E qui siamo arrivati, con due scuole di pensiero: c’è chi sostiene che il papa deve essere palermitano, e che perciò u zzu Matteo non potrà mai ricoprire il ruolo di capo dei capi, c’è chi invece sostiene che, essendo stato protagonista di una serie di stragi, omicidi ed altro verificatisi nella sfera palermitana o in quella nazionale, con la collaborazione della banda dei corleonesi, Matteo può, a pieno titolo ricoprire il ruolo di superpadrino, a Palermo è di casa.

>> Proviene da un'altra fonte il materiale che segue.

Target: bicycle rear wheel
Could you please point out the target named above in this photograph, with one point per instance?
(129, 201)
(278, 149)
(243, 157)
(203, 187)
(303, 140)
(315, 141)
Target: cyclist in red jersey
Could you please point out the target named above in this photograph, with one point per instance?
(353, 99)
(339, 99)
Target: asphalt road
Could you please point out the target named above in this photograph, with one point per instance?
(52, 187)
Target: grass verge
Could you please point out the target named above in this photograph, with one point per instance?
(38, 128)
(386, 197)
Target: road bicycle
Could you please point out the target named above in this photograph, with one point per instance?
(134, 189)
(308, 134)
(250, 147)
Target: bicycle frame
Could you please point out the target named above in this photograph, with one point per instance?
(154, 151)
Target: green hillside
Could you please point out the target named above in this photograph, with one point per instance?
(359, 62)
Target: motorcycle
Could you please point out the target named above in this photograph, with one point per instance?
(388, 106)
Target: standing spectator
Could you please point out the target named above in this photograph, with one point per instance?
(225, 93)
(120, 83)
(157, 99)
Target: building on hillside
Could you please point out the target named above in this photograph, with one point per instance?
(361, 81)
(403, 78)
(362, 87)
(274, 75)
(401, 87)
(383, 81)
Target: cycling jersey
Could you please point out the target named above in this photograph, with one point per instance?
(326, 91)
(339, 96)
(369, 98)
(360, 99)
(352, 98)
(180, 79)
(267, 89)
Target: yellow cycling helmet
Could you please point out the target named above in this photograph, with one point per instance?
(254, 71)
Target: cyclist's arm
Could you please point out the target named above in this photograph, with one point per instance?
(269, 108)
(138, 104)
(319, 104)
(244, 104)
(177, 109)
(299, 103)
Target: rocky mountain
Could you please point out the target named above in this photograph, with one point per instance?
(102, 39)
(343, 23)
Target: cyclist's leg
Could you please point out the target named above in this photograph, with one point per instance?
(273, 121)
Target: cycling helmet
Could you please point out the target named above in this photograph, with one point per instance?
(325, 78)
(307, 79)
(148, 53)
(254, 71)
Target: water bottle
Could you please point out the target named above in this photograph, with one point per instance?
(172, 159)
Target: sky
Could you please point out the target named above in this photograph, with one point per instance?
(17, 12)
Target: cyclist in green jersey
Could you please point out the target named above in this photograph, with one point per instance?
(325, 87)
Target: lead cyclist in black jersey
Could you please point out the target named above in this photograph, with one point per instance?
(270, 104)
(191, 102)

La sua latitanza è cominciata nell’estate del 1993, stesso anno della cattura di Riina, e dura sino ad oggi. Quasi cinquemila giorni di libertà, nei quali è stato visto e non visto nei posti più svariati, da Barcellona, dove è andato a curarsi gli occhi, allo stadio di Palermo. Un giornalista ha scritto un libro su di lui chiamandolo L’invisibile. E mentre presumiamo che i vari capi dei vari mandamenti gli stiano baciando la mano, come a Michel Corleone nel Padrino parte seconda, auspichiamo che i tempi per il suo arresto possano stringersi, più che altro perché teniamo alla sua salute: in carcere è protetto e curato molto meglio di quanto non possa fare essendo costretto a scappare e a nascondersi. Al momento siamo nelle sue mani e in quelle di altri due Mattei, Renzi e Salvini. I tre Mattei. Siamo proprio messi male, perché, per ogni Matteo soccu è tuo è meo!!